How does root oriented preferential flow impact rain garden hydrology?

With increasing pressures from climate change and urban expansion, the development of resilient “sponge cities” is essential to mitigate flooding and reduce pollution. Rain gardens represent a key green infrastructure intervention and have the potential to be implemented far more widely in new developments or retrofitted into existing ones. Rain gardens are particularly appealing to urban planners because they can deliver multiple co-benefits by enhancing biodiversity and amenity while achieving water management objectives. However, gaps in the understanding of rain garden hydrology remain a barrier to widespread adoption. In contrast to grey infrastructure, which is supported by extensive empirical research, confidence in the hydraulic performance of vegetated systems remains limited. To embed rain gardens more effectively in urban design, their hydrological functioning must be quantified more accurately and design parameters refined. 

A major source of uncertainty lies in the behaviour of rooted soils. Recent studies highlight that root-oriented preferential flow can substantially increase soil hydraulic conductivity, reduce surface runoff and prevent sediment from clogging drainage structures. Plant roots may also improve soil water retention, enhance rainfall interception, attenuate peak flow and support pollutant removal. Yet despite this growing awareness, these mechanisms remain poorly quantified and are rarely represented in models of green infrastructure. As a result, current engineering design typically relies only on physical soil parameters, without accounting for dynamic plant–soil interactions. 
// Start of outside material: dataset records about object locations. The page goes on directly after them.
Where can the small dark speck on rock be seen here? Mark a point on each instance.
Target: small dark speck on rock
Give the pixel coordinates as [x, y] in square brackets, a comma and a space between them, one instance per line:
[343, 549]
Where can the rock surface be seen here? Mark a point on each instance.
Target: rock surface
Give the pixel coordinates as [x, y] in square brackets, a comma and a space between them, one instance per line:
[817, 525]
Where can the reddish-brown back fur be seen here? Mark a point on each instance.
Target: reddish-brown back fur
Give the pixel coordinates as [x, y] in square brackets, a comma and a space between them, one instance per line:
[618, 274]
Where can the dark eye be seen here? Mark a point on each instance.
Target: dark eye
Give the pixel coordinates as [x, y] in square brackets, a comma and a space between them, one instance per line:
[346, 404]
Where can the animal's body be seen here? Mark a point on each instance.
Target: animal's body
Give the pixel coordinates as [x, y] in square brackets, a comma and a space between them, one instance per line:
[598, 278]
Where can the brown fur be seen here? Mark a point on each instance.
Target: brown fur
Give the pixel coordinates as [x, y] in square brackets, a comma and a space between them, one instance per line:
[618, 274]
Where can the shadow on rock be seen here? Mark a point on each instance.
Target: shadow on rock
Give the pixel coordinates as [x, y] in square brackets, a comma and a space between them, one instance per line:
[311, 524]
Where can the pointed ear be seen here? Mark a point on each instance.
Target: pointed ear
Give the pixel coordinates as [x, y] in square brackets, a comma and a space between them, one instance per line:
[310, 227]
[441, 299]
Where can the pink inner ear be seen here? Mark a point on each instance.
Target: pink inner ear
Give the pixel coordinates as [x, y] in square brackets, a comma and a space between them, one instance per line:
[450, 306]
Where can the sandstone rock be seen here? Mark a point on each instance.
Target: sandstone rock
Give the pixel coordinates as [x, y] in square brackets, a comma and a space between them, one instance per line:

This study investigates the influence of root-oriented preferential flow on rain garden hydrology through a mixed-methods approach combining laboratory experimentation, field observation and mathematical modelling. The first phase involves single-plant mesocosms in a three-year longitudinal laboratory study of rooted soil hydrology, complemented by regular MRI imaging to capture root architecture development. This study presents initial findings from this longitudinal experiment, demonstrating how high-resolution MRI scanning can be integrated with continuous hydrological monitoring to reveal emerging flow pathways in rooted soils. These data will inform a mechanistic model that quantifies the effects of preferential flow across different root types and depths, providing new parameterisations for use in rain garden performance models.